MOUNTAIN VIEW, Calif. — Google has been quite busy improving the hardware for its highly customizable Project Ara smartphones.
The latest version of the Spiral 2 prototype features a 3G modem and an RF bus that will support antennas, and it contains a totally different type of processor — application-specific integrated circuits (ASICs), rather than field-programmable gate arrays (FPGAs), Paul Eremenko, director of Project Ara, announced at the Project Ara Module Developers Conference on the Google campus today.
What’s more, Google has developed 11 prototype modules to slide into the phone (Google declined to identify them); more should be on the way when developers come up with their own modules. And the magnets that can keep the modules stuck onto the backbone of the phone have been relocated from the modules themselves into the frame.

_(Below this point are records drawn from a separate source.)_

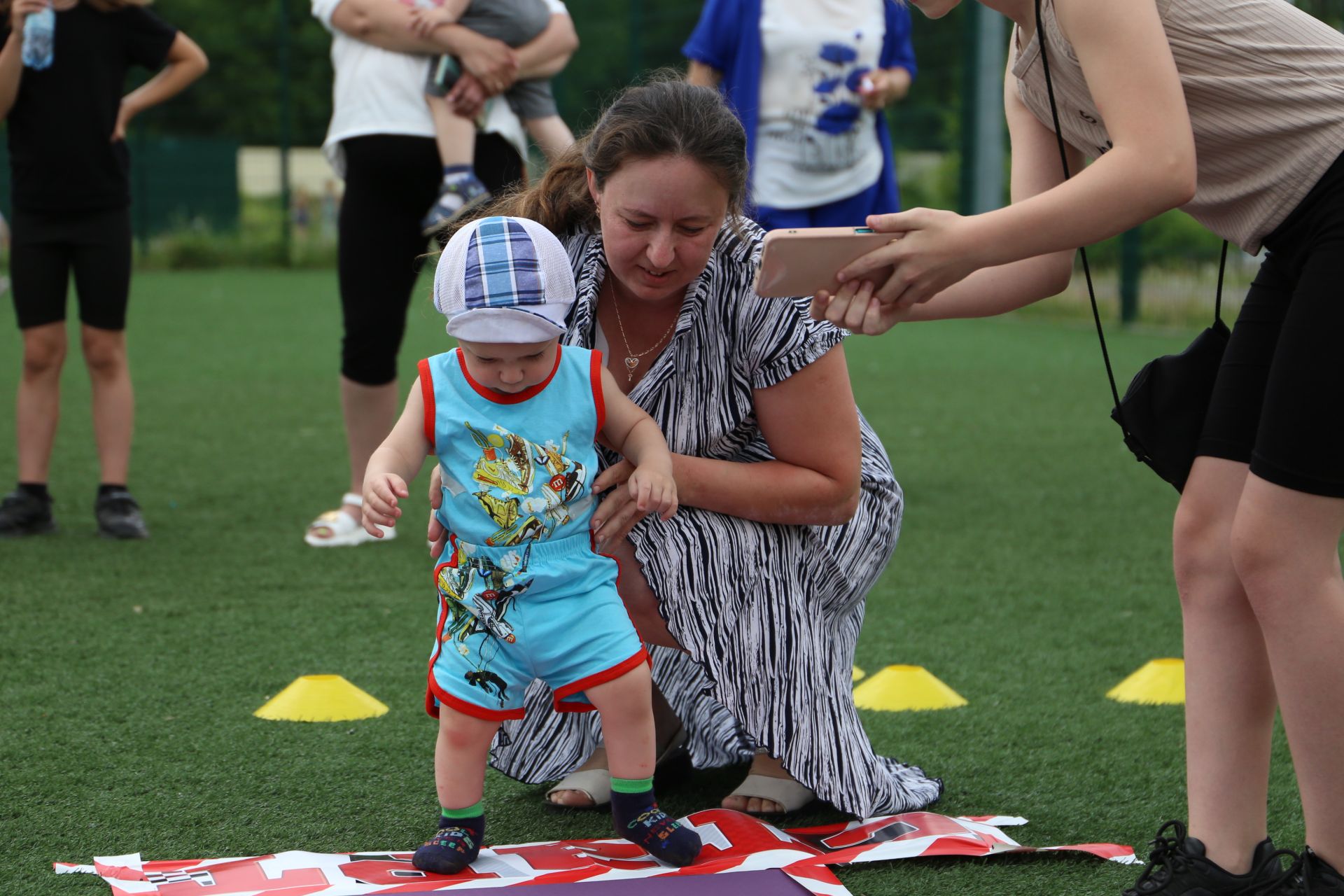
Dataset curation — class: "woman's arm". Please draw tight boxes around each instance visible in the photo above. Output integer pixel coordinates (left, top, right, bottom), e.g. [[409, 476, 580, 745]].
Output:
[[517, 12, 580, 79], [593, 345, 862, 541], [111, 31, 210, 140], [827, 0, 1195, 317], [330, 0, 517, 94]]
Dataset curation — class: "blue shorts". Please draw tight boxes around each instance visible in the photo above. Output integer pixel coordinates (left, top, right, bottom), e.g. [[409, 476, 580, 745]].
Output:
[[425, 535, 648, 722]]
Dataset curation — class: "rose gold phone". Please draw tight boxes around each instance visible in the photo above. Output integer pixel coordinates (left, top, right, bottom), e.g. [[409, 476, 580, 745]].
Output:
[[755, 227, 899, 298]]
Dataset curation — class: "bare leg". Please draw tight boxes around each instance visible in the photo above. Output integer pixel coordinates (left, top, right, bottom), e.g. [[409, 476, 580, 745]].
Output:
[[1173, 456, 1275, 873], [523, 115, 574, 162], [340, 376, 398, 520], [1224, 474, 1344, 868], [434, 705, 500, 808], [79, 325, 136, 485], [425, 97, 476, 165], [583, 662, 654, 792], [15, 323, 66, 482]]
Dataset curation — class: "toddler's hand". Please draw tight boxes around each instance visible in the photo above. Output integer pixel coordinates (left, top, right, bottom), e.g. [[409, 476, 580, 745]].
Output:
[[361, 473, 410, 539], [626, 466, 678, 520]]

Google has scrapped the original plan to depend heavily on 3D printing for the Ara hardware. A dye sublimation process will be used instead, Eremenko said.
A Spiral 3 prototype is now in the works, he added.
As for the cost of an Ara phone, it will depend on which modules people select.
Google’s Project Ara is based on the goal of giving consumers more choice in terms of its capabilities, appearance, composition, cost, and life span. Google will do that by providing the basic frame, or “endoskeleton,” that can hold the swappable modules of batteries, storage, processors, cameras, speakers, and other components — as opposed to a slab of a phone whose parts cannot be tinkered with. The strategy could help Google get smartphones into the hands of millions or even billions of people who’ve never had them.
Architecturally, though, the model isn’t completely new. Do-it-yourself types have built computers containing only the components they want for several years. Even servers for data centers have seen a similar level of customization, thanks to Facebook’s Open Compute Project. With Project Ara, this degree of personalization could come to smartphones at scale.
Project Ara came to light in 2013, when Eremenko, at that time within Motorola’s Advanced Technology and Projects group, disclosed just a bit of information about the initiative in a blog post. The group stuck around Google after Google sold off Motorola Mobility to Lenovo.
Four months after word of Ara first came out, Time reported that Google intended to roll out $50 Ara phones packing Wi-Fi connectivity within a year.
Today Google announced a “market pilot” in Puerto Rico that would begin later this year. A global launch could come later, Eremenko said.